Janee’, whom Janet describes as a very strong and humble woman, freely admits that she would not still be throwing the hammer if Watson was not her coach.
He was the one who sat her down near the end of her senior season at Kansas State and explained to her the commitment it would take for her to compete at the next level.
“He just told me, ‘I’m not going to tell you to do it. You have to decide because it’s not for everybody,’” she said.
Watson then explained to Janee’ that committing herself to the hammer would change her life. She would have to figure out where she was going to train and how she was going to train. She would probably also have to have a job.
He ended his talk by saying there would be no definite end goal, like there had been in college with the NCAA Championships. She would just have to want to throw far and she would have to want to do it on her own without the benefit of training in a university setting with teammates.
Janee’ gave some deep thought to what Watson had said and eventually decided to continue throwing under his tutelage.
Shortly after that, he took an assistant coaching position at LSU.

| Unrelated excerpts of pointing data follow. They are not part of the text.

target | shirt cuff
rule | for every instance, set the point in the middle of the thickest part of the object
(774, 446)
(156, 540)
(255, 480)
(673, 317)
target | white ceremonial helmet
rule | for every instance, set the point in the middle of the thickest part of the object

Although coaching her from long distance wasn’t ideal, she added nearly five meters to her personal best during the 2019 season and placed fifth in the USA Track & Field Outdoor Championships.
She eventually moved to Baton Rouge, so she could train in person with Watson at LSU, only to have the COVID-19 pandemic hit in March of 2020.
After spending much of that year training at home in Missouri, Kassanavoid was scheduled to throw in a meet in the Netherlands in September, but she never got on a plane due to various restrictions regarding international travel.
As a consolation prize, Watson instructed her to simulate a meet and take six throws. He does not remember what she threw, but does recall that almost all of her throws were further than the winning mark in the meet.
Watson returned to Kansas State last summer, and Kassanavoid is enjoying training once again at her alma mater where she earned bachelor’s degrees in Health and Nutrition in 2018 and in Dietetics in 2020.
“I’ve always dedicated the time and the energy and the hours to this,” she said about throwing the hammer. “But I don’t think I’ve ever really appreciated my personal passion and success towards it until I’ve seen the results and knowing that I got a late start in this event and am super young in it.
“What I love and have a fire and passion towards is being an athlete and challenging myself. It’s like a personal intrinsic motivation because other than my coach and me, no one knows what I do or understands what I do…So I’m just super, super proud of myself and that is what keeps me going.”